The ruling coalition is stable despite different opinions on issues such as the law on the European Arrest Warrant (EAW) and the building of Justice Square in Zagreb, Entrepreneurship Minister Gordan Maras said on Monday.
Of all the coalitions from the first multiparty election, the incumbent coalition is the most solid and it will remain solid and stable until the end of its term, Maras told the press when asked to comment on the latest disagreements within the coalition regarding those two matters.
The coalition members need not have the same position on everything and if the positions are different, they are put up for discussion, after which a joint position is made public, which will happen in these two cases, said Maras, who is a vice president of the senior coalition party - the Social Democrats (SDP).
Foreign Minister Vesna Pusic of the coalition's junior Croatian People's Party (HNS) said last week that Croatia's law on the application of the EAW would be amended in a few weeks, while Prime Minister Zoran Milanovic (SDP) said a day later that the government would certainly not be deciding on said law in the next few weeks, but that Justice Minister Orsat Miljenic would reply to a letter by European Justice Commissioner Viviane Reding on this matter.
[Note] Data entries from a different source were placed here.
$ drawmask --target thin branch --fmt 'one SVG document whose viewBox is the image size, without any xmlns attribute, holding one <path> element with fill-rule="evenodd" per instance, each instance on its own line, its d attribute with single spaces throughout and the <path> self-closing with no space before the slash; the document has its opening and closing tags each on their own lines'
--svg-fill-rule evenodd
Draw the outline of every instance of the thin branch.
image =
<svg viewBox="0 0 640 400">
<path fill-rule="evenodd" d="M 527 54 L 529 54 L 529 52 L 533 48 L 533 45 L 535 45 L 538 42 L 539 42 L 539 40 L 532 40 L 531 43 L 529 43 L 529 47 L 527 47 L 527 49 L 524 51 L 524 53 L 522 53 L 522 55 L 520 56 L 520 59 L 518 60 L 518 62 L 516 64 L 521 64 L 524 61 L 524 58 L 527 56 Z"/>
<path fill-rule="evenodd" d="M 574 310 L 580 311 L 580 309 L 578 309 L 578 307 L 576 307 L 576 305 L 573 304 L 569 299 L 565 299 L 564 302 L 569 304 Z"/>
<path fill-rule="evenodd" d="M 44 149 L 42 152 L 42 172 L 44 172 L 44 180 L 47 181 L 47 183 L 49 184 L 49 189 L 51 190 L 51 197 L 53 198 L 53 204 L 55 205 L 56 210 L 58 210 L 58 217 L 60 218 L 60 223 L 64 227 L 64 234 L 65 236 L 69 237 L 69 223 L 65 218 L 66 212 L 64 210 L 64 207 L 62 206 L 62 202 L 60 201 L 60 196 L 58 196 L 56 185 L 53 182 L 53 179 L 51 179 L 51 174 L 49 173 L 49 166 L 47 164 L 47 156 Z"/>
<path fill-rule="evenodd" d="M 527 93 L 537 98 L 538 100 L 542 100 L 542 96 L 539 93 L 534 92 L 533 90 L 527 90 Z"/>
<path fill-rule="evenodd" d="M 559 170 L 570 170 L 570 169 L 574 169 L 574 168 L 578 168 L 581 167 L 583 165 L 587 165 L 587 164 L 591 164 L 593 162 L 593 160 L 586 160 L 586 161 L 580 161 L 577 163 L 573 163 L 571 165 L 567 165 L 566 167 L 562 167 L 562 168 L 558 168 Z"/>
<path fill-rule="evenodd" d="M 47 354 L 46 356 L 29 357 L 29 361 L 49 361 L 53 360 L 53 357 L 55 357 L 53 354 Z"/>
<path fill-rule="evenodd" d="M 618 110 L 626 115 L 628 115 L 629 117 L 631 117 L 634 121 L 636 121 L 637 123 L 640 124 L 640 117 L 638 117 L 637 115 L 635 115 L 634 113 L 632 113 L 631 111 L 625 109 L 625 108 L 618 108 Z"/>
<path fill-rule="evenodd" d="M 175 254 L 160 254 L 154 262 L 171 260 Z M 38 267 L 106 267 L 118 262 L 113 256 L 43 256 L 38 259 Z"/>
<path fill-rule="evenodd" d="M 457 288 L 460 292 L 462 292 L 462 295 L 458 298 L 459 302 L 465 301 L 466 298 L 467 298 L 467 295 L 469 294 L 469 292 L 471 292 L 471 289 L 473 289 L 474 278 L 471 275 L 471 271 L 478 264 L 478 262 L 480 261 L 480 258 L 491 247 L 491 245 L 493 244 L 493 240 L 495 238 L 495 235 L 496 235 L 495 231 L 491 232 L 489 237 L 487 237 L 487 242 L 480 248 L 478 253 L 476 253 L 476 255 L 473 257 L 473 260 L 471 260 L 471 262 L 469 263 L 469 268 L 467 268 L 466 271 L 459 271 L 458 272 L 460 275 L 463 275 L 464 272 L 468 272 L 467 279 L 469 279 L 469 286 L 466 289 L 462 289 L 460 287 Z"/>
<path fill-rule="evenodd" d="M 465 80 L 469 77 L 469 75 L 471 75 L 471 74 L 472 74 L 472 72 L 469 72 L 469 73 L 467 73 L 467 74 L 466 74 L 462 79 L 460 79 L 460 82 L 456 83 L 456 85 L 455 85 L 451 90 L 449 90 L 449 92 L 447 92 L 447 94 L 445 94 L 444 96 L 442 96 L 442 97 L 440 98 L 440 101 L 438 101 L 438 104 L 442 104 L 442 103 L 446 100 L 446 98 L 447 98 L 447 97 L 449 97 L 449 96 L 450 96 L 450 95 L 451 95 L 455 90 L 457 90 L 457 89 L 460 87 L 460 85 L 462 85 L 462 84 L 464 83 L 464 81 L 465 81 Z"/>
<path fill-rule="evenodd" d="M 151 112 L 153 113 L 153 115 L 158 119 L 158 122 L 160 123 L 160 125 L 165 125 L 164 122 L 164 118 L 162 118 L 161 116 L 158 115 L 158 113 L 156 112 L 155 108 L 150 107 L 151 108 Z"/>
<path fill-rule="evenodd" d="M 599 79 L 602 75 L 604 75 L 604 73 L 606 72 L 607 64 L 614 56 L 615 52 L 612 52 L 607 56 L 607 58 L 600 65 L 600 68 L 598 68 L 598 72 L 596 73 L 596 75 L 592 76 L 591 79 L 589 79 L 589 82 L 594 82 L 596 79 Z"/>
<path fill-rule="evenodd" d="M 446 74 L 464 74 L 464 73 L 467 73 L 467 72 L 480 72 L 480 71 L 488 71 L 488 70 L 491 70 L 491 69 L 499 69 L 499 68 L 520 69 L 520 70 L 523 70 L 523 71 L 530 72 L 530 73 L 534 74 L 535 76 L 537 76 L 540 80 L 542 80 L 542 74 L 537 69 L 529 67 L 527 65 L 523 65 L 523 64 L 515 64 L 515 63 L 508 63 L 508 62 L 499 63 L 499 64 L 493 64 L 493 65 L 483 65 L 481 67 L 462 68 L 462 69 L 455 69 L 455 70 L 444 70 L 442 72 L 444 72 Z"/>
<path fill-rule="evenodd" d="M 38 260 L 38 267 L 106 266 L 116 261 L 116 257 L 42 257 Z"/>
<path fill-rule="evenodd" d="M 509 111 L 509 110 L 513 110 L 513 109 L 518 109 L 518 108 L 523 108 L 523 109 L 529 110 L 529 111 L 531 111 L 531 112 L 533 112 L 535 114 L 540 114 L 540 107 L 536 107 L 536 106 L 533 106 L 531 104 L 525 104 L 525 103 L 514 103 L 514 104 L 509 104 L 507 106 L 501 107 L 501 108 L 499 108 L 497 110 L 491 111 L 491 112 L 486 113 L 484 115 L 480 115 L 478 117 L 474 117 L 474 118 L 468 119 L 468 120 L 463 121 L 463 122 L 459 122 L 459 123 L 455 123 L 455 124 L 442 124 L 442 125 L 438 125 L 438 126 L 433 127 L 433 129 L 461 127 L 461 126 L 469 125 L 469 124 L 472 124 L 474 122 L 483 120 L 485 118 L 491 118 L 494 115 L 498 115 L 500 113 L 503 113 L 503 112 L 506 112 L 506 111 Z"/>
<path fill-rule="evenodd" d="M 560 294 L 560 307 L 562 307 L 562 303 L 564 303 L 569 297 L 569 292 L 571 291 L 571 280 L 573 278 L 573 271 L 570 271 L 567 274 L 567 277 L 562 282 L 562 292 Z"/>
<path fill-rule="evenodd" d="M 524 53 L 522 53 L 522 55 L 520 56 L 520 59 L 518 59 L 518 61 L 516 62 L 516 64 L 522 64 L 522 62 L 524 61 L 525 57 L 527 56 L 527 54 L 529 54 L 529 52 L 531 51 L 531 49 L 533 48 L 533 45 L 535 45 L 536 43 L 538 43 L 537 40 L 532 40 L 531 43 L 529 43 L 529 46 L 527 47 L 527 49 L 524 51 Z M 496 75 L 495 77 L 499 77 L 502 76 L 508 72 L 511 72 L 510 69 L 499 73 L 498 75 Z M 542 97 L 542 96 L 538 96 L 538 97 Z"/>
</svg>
Speaking of the Justice Square project, Maras said he was for building something which was profitable and which relieved the budget and the taxpayers. He said it was not bad to involve private capital in such endeavours.
He said the decision on the construction should be made by the Justice Ministry because it provided the funds for it. "We will adopt a decision that is good for the economy and the budget, and articles on a disagreement between the economy and justice ministries on the Justice Square are a media spin."
According to a project presented by Economy Minister Ivan Vrdoljak (HNS), the square in Zagreb's Crnomerec neighbourhood should house the county, civil, commercial and magistrate's courts as well as the county and municipal prosecutors' offices and the Judicial Academy.
Works on this public-private partnership (PPP) project are expected to begin in 2015 and completed in 2019. Vrdoljak said the government was serious about the project, that private investors were interested, and that the PPP framework had been finalised.
According to one newspaper, Justice Minister Miljenic said in a letter to Vrdoljak that he disagreed with the project because the funds for it had not been secured, and that non-production investments in times of crisis were questionable.